In the case where an azide-alkene click reaction is used to bond the domains, one precursor component will be terminated in an azide group, and another component will have an alkene functionality. These chemical groups can react to form triazoles that connect the two domains. In some cases, copper catalysts such as copper chloride, copper iodide, or copper sulfate can be used. [Coord. Chem. Rev. 2011, 255, 2933-2945.]
In the case where hydrogen bonding is used to bond the domains, both components will have hydrogen bond donator/acceptor pairs. These include hydrogen-nitrogen bonds, hydrogen-oxygen bonds, and hydrogen-fluoride bonds. [J. Polym. Res. 2008, 15, 459-486.]
In the case where addition to a terminal or pendant carbonyl is used to bond the domains, one component will have a terminal or pendant carbonyl and another will have a nucleophile such as an alcohol or a primary or secondary amine. Variants of this include where the acid is an acid chloride or an acid anhydride. [Jones, Maitland, Jr. Organic Chemistry, Third Edition. Pages 975-1118. W. W. Norton & Company, New York, N.Y., 2005]
In the case where a Diels-Alder reaction is used to bond the domains, one component will have a terminal or pendant dieneophile such as an alkene or alkyne and the other will have a diene. The reaction can be promoted using a Lewis acid catalyst and/or by raising the temperature. [Chem.: Eur. J 2009, 15, 5630-9.]
In the case where a reaction with an epoxide group is used to bond the domains, one domain will have an epoxide functionality, and the other will have a hydroxyl group, amine, thiol, Grignard reagent, azide, or the like. In some cases an acid, base, or other catalyst can be used. [Arkivoc 2006, 3, 6-33.]
In the case where an addition or condensation reaction is used to bond the domains, one of the components will have a chemical functionality capable of acting as a monomer in a polymerization reaction, and another component will either grow from that functionality or be appended there. [Odian, George. Principles of Polymerization, Fourth Edition. Pages 39-197. John Wiley & Sons, Inc. Hoboken, N.J., 2004.]
In the cases of the reactions above, it is important that the final chemical groups resulting from the bonding chemistry produce no color. This can be predicted computationally or by comparison to the appearance of previous reaction products or small molecules with structures analogous to the bonding group chemistry.

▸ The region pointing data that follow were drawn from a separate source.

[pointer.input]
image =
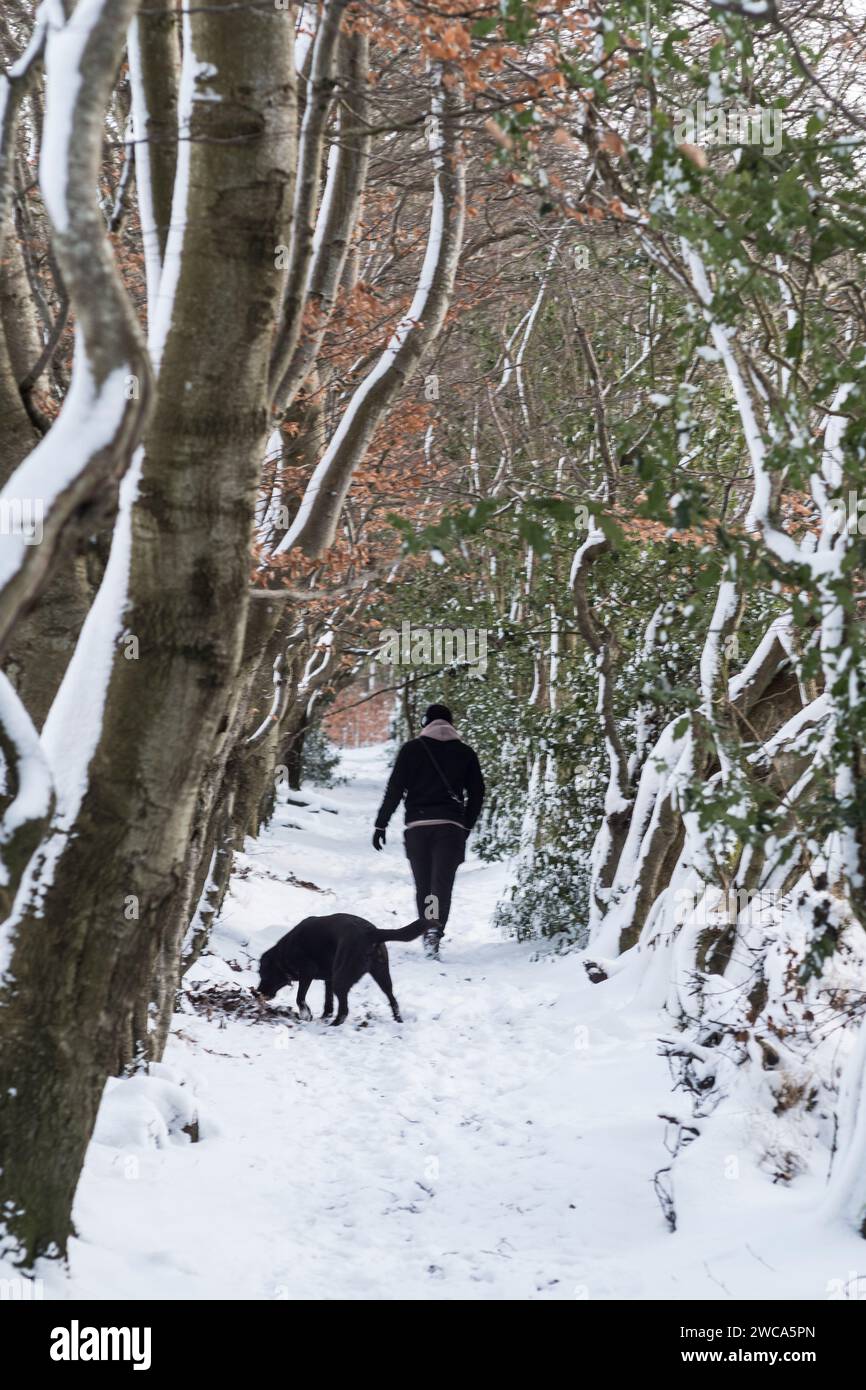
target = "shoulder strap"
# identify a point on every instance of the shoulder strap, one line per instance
(442, 777)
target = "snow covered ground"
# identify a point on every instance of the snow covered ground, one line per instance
(498, 1144)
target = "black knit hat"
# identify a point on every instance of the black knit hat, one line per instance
(437, 712)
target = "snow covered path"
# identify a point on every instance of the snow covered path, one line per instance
(498, 1144)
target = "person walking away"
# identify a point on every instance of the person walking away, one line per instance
(439, 779)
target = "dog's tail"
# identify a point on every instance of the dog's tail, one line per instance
(409, 933)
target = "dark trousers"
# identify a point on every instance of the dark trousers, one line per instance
(434, 852)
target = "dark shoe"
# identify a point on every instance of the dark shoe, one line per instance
(431, 943)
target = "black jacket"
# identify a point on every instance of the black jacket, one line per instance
(416, 779)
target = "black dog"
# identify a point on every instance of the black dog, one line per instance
(338, 950)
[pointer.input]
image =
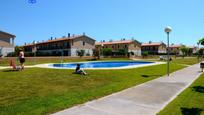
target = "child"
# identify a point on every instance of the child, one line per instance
(79, 71)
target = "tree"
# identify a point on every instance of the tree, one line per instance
(184, 50)
(96, 53)
(145, 54)
(17, 50)
(201, 41)
(122, 52)
(107, 51)
(200, 51)
(175, 51)
(80, 52)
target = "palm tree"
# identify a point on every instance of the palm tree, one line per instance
(184, 50)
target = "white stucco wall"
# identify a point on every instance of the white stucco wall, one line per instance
(5, 50)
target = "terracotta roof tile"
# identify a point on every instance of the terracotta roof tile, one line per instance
(153, 44)
(56, 40)
(5, 44)
(11, 35)
(175, 46)
(115, 42)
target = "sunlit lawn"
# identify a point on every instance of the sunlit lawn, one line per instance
(42, 91)
(189, 102)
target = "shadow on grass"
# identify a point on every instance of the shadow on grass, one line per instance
(198, 89)
(191, 111)
(10, 70)
(149, 75)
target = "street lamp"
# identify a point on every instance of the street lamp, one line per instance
(168, 30)
(198, 50)
(35, 50)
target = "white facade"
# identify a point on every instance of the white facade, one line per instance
(6, 50)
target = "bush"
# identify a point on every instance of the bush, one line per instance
(144, 54)
(121, 52)
(80, 52)
(107, 51)
(11, 54)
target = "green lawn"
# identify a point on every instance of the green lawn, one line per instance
(42, 91)
(189, 102)
(41, 60)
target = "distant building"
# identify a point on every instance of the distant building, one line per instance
(175, 49)
(67, 46)
(129, 45)
(6, 43)
(192, 49)
(154, 47)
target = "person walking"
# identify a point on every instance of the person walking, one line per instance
(21, 58)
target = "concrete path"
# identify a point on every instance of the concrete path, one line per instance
(145, 99)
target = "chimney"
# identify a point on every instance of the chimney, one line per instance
(68, 35)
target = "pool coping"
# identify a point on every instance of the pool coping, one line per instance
(124, 67)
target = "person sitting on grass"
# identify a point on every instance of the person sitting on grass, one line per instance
(79, 71)
(14, 67)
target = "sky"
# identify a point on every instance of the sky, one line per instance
(143, 20)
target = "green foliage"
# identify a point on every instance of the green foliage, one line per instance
(122, 52)
(184, 50)
(17, 50)
(201, 41)
(190, 100)
(144, 54)
(107, 51)
(80, 52)
(96, 53)
(44, 91)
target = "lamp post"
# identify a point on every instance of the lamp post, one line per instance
(198, 51)
(35, 50)
(168, 30)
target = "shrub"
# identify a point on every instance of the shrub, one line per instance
(144, 54)
(107, 51)
(80, 52)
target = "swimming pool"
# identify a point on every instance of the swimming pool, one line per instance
(102, 65)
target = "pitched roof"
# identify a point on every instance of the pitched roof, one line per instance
(153, 44)
(8, 34)
(175, 46)
(115, 42)
(5, 44)
(60, 39)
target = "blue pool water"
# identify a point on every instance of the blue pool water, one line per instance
(105, 64)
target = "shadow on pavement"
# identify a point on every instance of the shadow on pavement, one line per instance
(198, 89)
(191, 111)
(149, 75)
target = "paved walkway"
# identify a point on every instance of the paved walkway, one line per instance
(145, 99)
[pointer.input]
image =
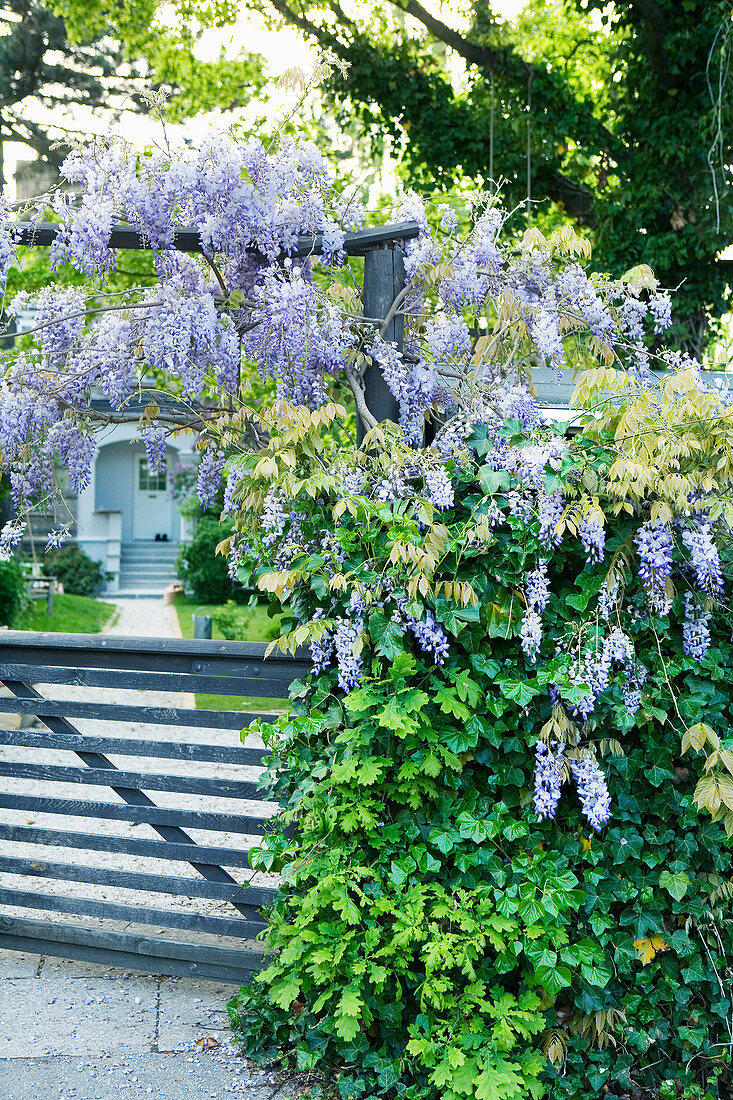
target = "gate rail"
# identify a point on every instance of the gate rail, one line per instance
(181, 666)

The embodiments here produce a porous, polymer aerogel having a pore size distribution controlled by the dimensions of the depolymerizable domain, which are determined by molecular weight, dispersity, and molecular weight distribution of the depolymerizable domain, as well as a total porosity determined by the volume fraction of the depolymerizable domain(s) after gelation. Thus, in some cases the porosity and pore size distribution can be controlled independently. One such case occurs when the depolymerizable domain is formed from a terminally functionalized, soluble prepolymer. The molecular weight, dispersity, and molecular weight distribution of the depolymerizable domain precursor are established before the gelation reaction, determining the pore size. The volume fraction of terminally functionalized, soluble prepolymer determines the porosity and can be tuned by changing the ratio of terminally functionalized, soluble prepolymer to the other components of the reaction. The terminal functional group allows chemical bonding between the depolymerizable domain precursor components and the non-depolymerizable domain precursor components. Using this method, a tradeoff common in aerogels materials where high porosity leads to low transparency can be overcome.

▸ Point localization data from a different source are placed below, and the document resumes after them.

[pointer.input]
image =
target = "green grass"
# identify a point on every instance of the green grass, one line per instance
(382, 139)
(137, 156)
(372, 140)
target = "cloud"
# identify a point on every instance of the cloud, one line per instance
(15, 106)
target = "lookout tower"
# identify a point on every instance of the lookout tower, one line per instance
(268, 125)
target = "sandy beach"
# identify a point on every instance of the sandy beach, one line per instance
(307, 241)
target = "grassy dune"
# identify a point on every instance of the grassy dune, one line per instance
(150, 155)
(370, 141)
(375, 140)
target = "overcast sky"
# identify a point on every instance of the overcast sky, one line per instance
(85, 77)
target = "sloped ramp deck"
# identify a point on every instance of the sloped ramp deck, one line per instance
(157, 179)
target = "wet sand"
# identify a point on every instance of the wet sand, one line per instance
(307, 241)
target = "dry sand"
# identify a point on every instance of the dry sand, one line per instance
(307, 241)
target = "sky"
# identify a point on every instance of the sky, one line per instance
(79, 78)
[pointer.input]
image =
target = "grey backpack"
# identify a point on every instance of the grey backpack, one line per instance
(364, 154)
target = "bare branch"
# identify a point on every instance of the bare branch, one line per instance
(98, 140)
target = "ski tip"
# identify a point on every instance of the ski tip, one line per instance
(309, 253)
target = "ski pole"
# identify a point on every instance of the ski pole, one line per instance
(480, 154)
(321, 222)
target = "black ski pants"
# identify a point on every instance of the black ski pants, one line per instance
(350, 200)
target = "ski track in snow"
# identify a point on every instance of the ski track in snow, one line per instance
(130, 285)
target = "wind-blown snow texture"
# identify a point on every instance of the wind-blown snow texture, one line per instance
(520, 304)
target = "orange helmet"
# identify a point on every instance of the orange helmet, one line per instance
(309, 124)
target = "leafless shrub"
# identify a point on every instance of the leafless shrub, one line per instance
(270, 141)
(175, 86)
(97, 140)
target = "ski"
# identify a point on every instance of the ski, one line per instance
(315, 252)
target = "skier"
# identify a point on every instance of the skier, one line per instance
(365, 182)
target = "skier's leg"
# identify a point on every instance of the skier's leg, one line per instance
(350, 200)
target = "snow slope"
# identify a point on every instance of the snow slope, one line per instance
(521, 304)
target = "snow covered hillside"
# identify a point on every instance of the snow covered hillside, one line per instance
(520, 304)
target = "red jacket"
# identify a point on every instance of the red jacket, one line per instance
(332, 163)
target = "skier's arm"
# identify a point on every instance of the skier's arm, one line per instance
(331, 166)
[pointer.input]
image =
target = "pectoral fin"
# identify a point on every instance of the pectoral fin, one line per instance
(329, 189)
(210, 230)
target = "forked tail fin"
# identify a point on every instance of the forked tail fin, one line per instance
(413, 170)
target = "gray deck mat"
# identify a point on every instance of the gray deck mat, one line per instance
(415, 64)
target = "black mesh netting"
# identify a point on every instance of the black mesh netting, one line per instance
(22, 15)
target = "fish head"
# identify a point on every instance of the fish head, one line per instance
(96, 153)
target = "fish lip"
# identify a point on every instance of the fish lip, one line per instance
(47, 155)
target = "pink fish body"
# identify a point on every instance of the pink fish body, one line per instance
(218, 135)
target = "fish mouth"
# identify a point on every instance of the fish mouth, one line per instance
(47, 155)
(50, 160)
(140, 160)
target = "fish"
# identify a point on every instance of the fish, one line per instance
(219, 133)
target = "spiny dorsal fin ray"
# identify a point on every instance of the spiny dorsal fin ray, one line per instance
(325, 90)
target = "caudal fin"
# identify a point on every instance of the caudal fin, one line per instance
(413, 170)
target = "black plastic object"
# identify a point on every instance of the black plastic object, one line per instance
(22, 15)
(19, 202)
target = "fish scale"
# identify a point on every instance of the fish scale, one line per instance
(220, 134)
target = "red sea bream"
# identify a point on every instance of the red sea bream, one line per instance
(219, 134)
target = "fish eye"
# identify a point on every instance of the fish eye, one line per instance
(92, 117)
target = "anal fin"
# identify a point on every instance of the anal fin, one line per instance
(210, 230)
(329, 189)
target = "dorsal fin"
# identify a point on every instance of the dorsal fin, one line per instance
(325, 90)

Decoupling porosity from pore size allows for the formation of porous polymers with both high porosity and small pore size. High porosity is desirable in applications such as thermal insulation. In typical aerogel formation processes, high porosity samples have large pore sizes, which reduce the transparency and increase the haze through light scattering. This invention allows for highly porous materials with optical properties comprising high transparency, colorlessness, and low haze that would be difficult to achieve through other means.
In some embodiments, 95% of the pore volume or more is composed of pores below 20 nm in diameter. In this and other cases, the average pore diameter is less than 20 nm. In some embodiments, the pore-size distribution is narrow, such that the full-width at half maximum is between 0.1 and 10 nanometers (nm). ‘Full-width at half maximum’ refers to the extent of a function given by the difference between the two extreme values at which the dependent variable is equal to half its maximum value.
The embodiments here can also be used to produce transparent or non-transparent aerogels with narrow pore size distribution, or special pore size distributions such as unimodal, bimodal, trimodal, or multimodal distributions. In these cases, the pore characteristics are influenced by the molecular weight, dispersity, and molecular weight distribution of the depolymerizable, pore-templating component of the gel, which forms depolymerizable domains with the desired unimodal, bimodal, trimodal, or multimodal size distributions. The de-polymerizable component can be introduced as a terminally functionalized, soluble prepolymer with the desired molecular weight characteristics.
The Color Rendering Index is a measure of transmitted daylight through a window to portray a variety of colors compared to those seen under daylight without the window. The scale typically runs from 1-100 and values of 80 and over are considered good quality windows. The porous, polymer aerogel here has a CRI of at least 25, 50, 80, or 90, defined with respect to standard International Committee on Illumination (CIE) Illuminant C.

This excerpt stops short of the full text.